Marketing – ein in den USA geprägter Begriff – kann als eine Sozialtechnik aufgefaßt werden. Es befaßt sich mit der Beeinflussung von Partnern, zum Beispiel von Kunden oder Lieferanten. Sie gelingt um so besser, je mehr man auf deren Ansprüche eingeht. Im Marketing mischen sich somit egoistische mit altruistischen Bezügen.

Entwickelt wurde Marketing als Maßnahme von Unternehmen, den Absatz ihrer Produkte oder die Akzeptanz ihrer Dienstleistungen zu steigern. Inzwischen wurde diese Sozialtechnik erweitert und nicht nur auf die Beschaffung, sondern auch auf unternehmensferne Bereiche übertragen. So gibt es ein Kulturmarketing, ein Stadtmarketing, ein Kirchenmarketing und andere mehr.

Im Absatzmarketing interessiert die Kundenzufriedenheit vor allem aus zwei Gründen:

- Es widerspricht dem ökonomischen Prinzip, Angebote zu entwickeln, die keiner will; eine Werbung zur Beseitigung von Kaufwiderständen lohnt sich nur selten.

- Die Gewinnung neuer Kunden ist sehr viel teurer als das Halten zufriedener alter.

Um Zufriedenheit des Kunden zu gewährleisten, muß man sich intensiv mit dessen Ansprüchen beschäftigen und vor allem sozusagen sich seinen morgigen Kopf zerbrechen. Das ist leicht gesagt, beinhaltet aber das Problem, daß der normale Kunde vielfach nicht einmal weiß, was er heute will. So überrascht denn der Hinweis auch wenig, daß eine entsprechende Befragung potentieller Kunden wenig weiterhilft.
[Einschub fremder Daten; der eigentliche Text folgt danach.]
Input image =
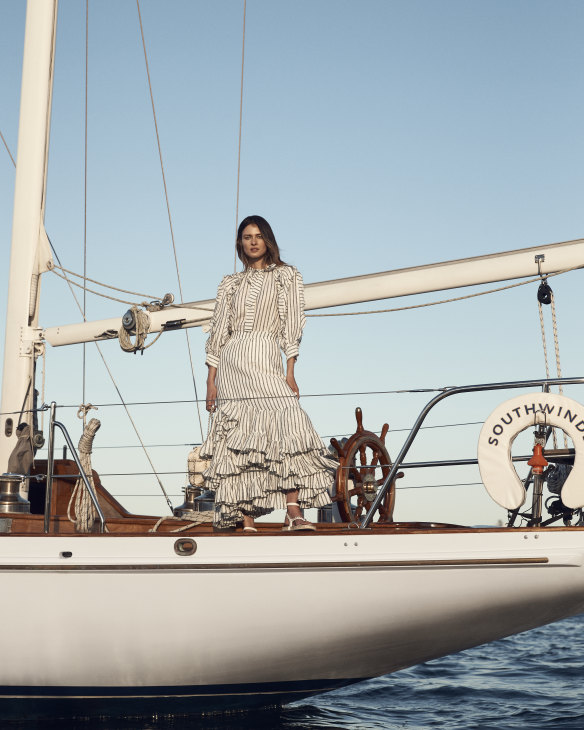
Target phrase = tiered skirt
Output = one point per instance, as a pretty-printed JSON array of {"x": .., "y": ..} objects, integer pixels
[{"x": 261, "y": 443}]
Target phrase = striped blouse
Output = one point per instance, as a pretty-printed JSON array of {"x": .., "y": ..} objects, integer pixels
[{"x": 246, "y": 302}]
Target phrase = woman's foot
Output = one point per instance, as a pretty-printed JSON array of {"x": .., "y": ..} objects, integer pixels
[{"x": 294, "y": 520}]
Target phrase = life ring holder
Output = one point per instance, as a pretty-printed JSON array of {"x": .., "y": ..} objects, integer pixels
[{"x": 511, "y": 418}]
Im Marktgeschehen kommt überdies eine weitere Größe hinzu, der Wettbewerb. Somit ergibt sich eine Art Spannungsdreieck – der Anbieter muß sich in den Augen des Nachfragers gegenüber dem Konkurrenten profilieren. Daraus folgt:

- Entscheidend sind nur Produktleistungen, die der Nachfrager subjektiv wahrnimmt;

- entscheidend sind des weiteren nur solche, die ihm wichtig sind;

- kaufentscheidend sind die gegenüber dem Konkurrenzangebot als vorteilhaft bewerteten Produktleistungen; und

- der Anbieter muß dafür sorgen, daß seine akzeptierte Leistung auch immer wieder ihm selbst zugerechnet wird.
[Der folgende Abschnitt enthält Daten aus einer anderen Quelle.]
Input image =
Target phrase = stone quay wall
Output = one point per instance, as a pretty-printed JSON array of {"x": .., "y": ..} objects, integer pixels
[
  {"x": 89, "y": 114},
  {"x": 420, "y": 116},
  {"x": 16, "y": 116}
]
Gegen diese vier Prinzipien wird in der deutschen Wirtschaft häufig verstoßen. Nach dem Motto, man wisse ja nie so recht, was alles gewünscht werden könnte, werden Produkte mit Leistungen vollgestopft, die dann doch keiner nutzt. Viele Produkte könnten deutlich billiger sein, wenn man Kundenzufriedenheit ernst nähme.


Strategische Optionen

Aus dem Profilierungsgebot in einer Wettbewerbswirtschaft ergibt sich, daß entsprechende Strategien zu verfolgen sind. Wie kann man sich profilieren?

Im Bestreben um Kostenführerschaft bemühen sich Unternehmen vornehmlich um die niedrigsten Herstell- und Absatzkosten in einer Branche oder einem Produktfeld. Sie suchen große Mengen einer Ware kontinuierlich mit hoher Produktivität herzustellen und möglichst simultan zu verkaufen; Absatzschwankungen müssen vermieden werden.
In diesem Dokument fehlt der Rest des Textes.